ClanTox (classifier of animal toxins) is a machine-learning based classifier for ranking protein 
sequences according to their toxin-like properties. ClanTox provides a characterization for proteins, 
which are mostly uncharacterized [6]. The short (<120 amino acids), secreted proteins that share 
toxin-like compact structures are collectively called toxin-like proteins (TOLIPs). The term TOLIP is 
used to describe proteins with features that are characteristic to animal toxins. Importantly, the 
expression or the function of TOLIPs is not associated with a venom gland or poisonous function. The 
dominating features of TOLIPs are an abundance of spaced cysteine residues, a high frequency of 
charge residues, a signal peptide for secretion and a compact structure. Importantly, TOLIPs are 
endogenous animals' proteins that are not restricted to poisonous animals. 

We have identified novel TOLIPs in the honeybee brain [6,20] and additional ones in viruses and 
rodents [5]. One of these proteins, OCLP1 (Omega-Conotoxin-Like Protein-1), is a 74 amino acid 
residue sequence that possesses a signal peptide. OCLP1 has a substantial similarity to a toxin from 
assassin bug that functions as a voltage-gated Ca channel blocker. The impact of OCLP on the 
neuronal activity of the honeybee brain is not yet known. 

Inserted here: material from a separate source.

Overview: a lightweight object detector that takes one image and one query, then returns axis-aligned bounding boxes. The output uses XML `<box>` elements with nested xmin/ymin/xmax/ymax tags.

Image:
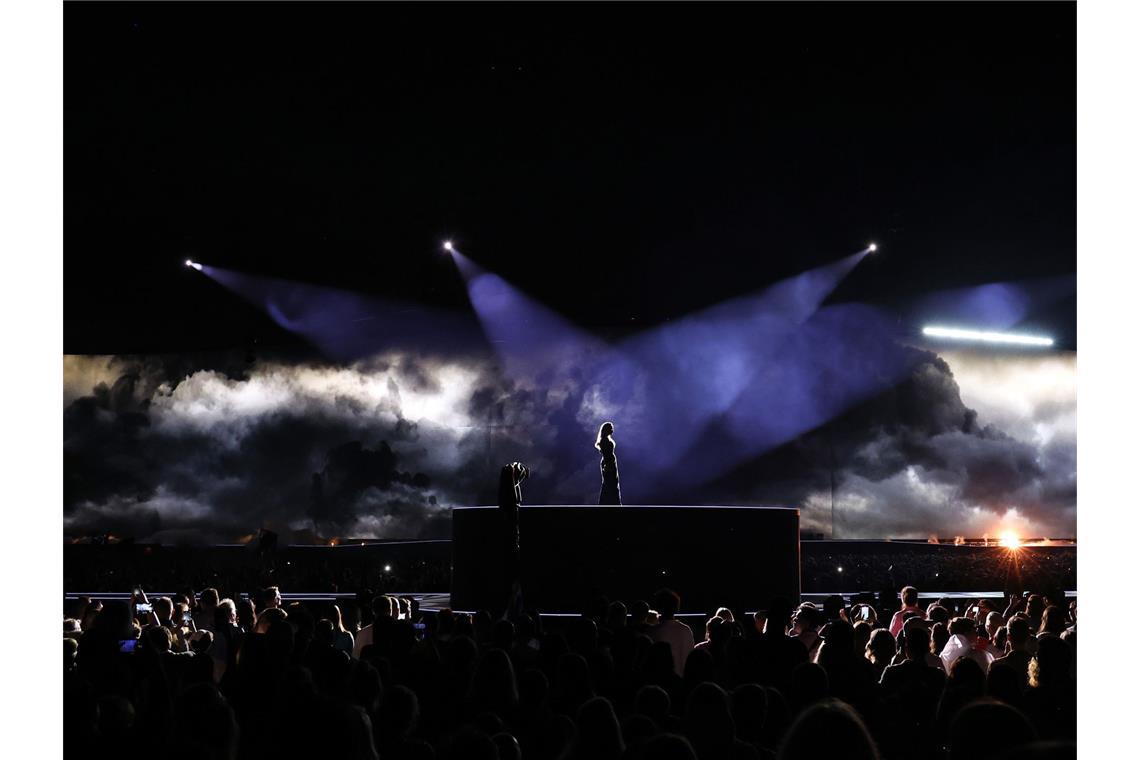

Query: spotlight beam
<box><xmin>922</xmin><ymin>325</ymin><xmax>1053</xmax><ymax>346</ymax></box>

The goal of this research is to fill the gap in knowledge on short proteins by describing the 
mammalian TOLIPs that belong to the Ly6/uPAR superfamily (acronyms for Lymphocyte Antigen 6 
and Urokinase Receptor). The predicted functions of these TOLIPs are mostly unknown. However, 
some members were associated with the male reproduction system. For example, the SP-10 (also 
known as ACRV1 for acrosomal vesicle protein 1) is involved with binding of the sperm to the zona 
pellucida during fertilization [21]. Monoclonal SP-10 antibodies were found to inhibit sperm 
penetration [22]. Thus, SP-10 was suggested as a contraceptive immunogen. 

We start with a brief description of the protocol for identifying TOLIPs from human and mouse 
transcrip tomes. We summarize by showing that many of the Ly6/uPAR proteins in humans are 
associated with a repertoire of pathologies and diseases in the context of cancer diagnosis and the 
innate immune system. We conclude that different components of the innate immune system are the 
preferred sites for modulation by toxin-like proteins. 

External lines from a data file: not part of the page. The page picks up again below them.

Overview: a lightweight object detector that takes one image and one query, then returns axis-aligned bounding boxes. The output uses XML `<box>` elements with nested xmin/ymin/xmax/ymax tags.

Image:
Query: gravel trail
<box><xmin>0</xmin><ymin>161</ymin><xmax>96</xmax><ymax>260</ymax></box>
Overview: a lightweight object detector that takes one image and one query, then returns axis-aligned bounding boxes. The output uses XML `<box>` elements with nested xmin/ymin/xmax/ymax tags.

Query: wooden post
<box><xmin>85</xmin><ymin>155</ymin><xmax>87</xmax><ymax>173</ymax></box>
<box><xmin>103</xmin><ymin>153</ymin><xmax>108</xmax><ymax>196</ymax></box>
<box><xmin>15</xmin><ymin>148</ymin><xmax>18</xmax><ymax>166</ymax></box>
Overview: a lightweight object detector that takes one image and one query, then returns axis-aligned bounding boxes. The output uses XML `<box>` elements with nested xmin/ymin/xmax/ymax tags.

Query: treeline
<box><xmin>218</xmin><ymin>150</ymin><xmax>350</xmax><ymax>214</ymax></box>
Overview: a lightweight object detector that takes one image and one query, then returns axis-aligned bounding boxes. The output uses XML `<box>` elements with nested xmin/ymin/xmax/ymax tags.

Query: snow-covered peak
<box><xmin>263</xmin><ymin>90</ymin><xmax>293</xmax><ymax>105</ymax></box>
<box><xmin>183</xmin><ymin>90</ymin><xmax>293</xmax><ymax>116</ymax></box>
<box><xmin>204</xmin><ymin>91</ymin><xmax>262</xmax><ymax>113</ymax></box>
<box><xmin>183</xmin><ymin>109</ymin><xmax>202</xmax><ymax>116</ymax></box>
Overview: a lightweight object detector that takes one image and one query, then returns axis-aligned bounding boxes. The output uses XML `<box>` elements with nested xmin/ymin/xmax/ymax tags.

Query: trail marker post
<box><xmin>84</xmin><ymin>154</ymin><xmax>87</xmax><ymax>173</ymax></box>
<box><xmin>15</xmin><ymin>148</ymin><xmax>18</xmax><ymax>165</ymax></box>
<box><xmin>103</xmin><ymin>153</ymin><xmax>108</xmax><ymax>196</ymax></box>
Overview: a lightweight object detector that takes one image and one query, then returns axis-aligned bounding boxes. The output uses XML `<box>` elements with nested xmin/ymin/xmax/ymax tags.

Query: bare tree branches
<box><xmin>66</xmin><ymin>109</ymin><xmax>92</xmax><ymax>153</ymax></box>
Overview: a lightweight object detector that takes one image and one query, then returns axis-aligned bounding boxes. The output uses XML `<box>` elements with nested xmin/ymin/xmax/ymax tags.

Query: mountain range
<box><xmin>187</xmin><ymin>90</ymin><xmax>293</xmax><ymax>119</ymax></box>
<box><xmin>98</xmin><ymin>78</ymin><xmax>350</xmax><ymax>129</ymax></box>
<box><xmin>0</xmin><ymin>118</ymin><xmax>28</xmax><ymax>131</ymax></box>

2. Results and Discussion 

2.1. Discovering Natural Endogenous a-Neurotoxins in Mouse 

Identifying short toxin-like proteins by applying homology search methods have mostly failed, due 
to the low sequence similarity and the broad functional diversity. To this end, we applied the 
computational classifier, called ClanTox [23]. The classifier was developed to take advantage of the 
shared features, such as the abundance of disulfide bridges and the conserved sites for 
post-translational modifications [24].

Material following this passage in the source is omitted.